- August 15, 2019 7:56 AM
- July 3, 2022 3:33 PM
- February 23, 2023 8:56 AM
PHNOM PENH – PM Hun Manet has rejected criticism of the large number of advisors and government members, saying there was virtue in keeping officials from previous mandates and their quality at work.
He also announced reforms of the appointment of advisors or assistants.
Appointing new ministers or secretaries of state was necessary for effective policy implementation but keeping officials who had been working for the nation was also important.
“Appointment of officials who have been with us, the ministries and institutions for many years shows that we do not leave behind those who used to work with us,” he said on Sept.1 while meeting factory workers in Kandal province.
“The youngsters have the energy while the old have experience and know the lead. They should work together. That’s why we have lots of officials working together. We stand on quality and virtue.”
Hun Manet has 104 advisors and 70 assistants while some ministries have more than a hundred advisors. For instance, the Information Ministry has 415 advisors with ranks equal to director general or secretary of state.
The King has appointed more than 1,400 undersecretaries and secretaries of State in the 7th mandate. The last term had more than 600.
The appointment saw criticism from social analysts as well as social media users.
The prime minister explained that retired officials who still have the potential to help the government are appointed as advisors so that they can still contribute to national development.
To honor their work, they will be ranked as secretary of state. “It is a virtue in organizing the work and officials,” he said. “Virtue is important and so is the efficiency of the work.”
Virtue comes with reform
The PM will reform the appointment of advisors or assistants with equal rank to minister or secretary of state to avoid negative effects on the leadership of the government.
“Honestly, we have a deputy district governor with equal rank to minister. We have deputy head of bureau with equal rank to the undersecretary of state. So, what should be done at the meetings?” he said.
In a new reform, civil servants, national police officers and military personnel who have previously been appointed as advisors or assistants with ranks equal to minister or secretary of state are to be removed as advisors or assistants.
However, the PM has offered two options. Those who are appointed as advisors or assistants to the prime minister, the deputy prime minister, the senior minister and the minister shall no longer have equal rank to the minister, the secretary of state, the undersecretary of state, or the secretary general, he said.
If those officials want to be advisors or assistants with equal rank, they must give up their position in the state framework and commit to being advisors or assistants.
In this sense, they cannot serve as either, for instance, lieutenant colonel or advisor with equal rank to minister or secretary of state.
In the case that civil servants want either the position within the state framework, such as director general or district governor and the position of advisor or assistant, they shall not be granted equal rank.
Officials who are not in the state framework can take on the role of advisor or assistant with equal rank, Hun Manet said, adding that the Royal Decree on this appointment reform will be issued in the upcoming days.

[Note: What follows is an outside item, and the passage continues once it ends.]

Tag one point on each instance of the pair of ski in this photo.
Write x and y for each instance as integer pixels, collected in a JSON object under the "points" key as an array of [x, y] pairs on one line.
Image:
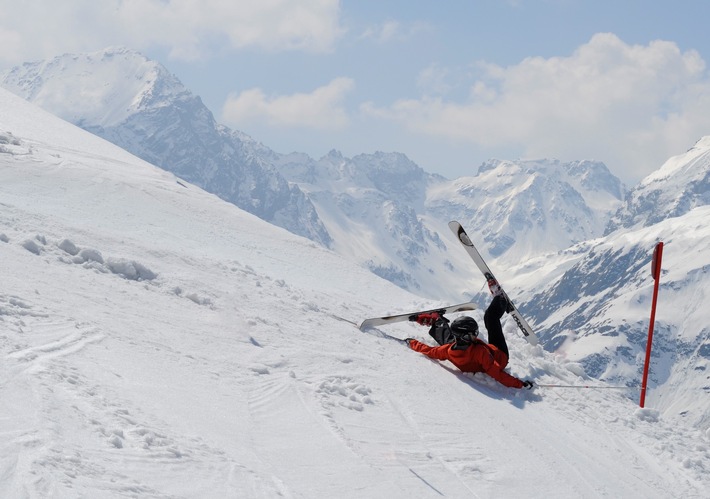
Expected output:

A person who is a member of the council, manages a private company or has the title of “Oknha” can be an advisor but not with the rank of minister or hold other positions within the state framework.
“If you are a lieutenant general, you cannot be titled ‘Oknha’,” said Hun Manet.
After the issuance of the Royal Decree, the Prime Minister will give six months for officials who have been appointed to make the decision and for the ministries to clean up the work within their circle.
“We don’t revolutionize but reform based on the existing principals for the efficiency of the work,” he said.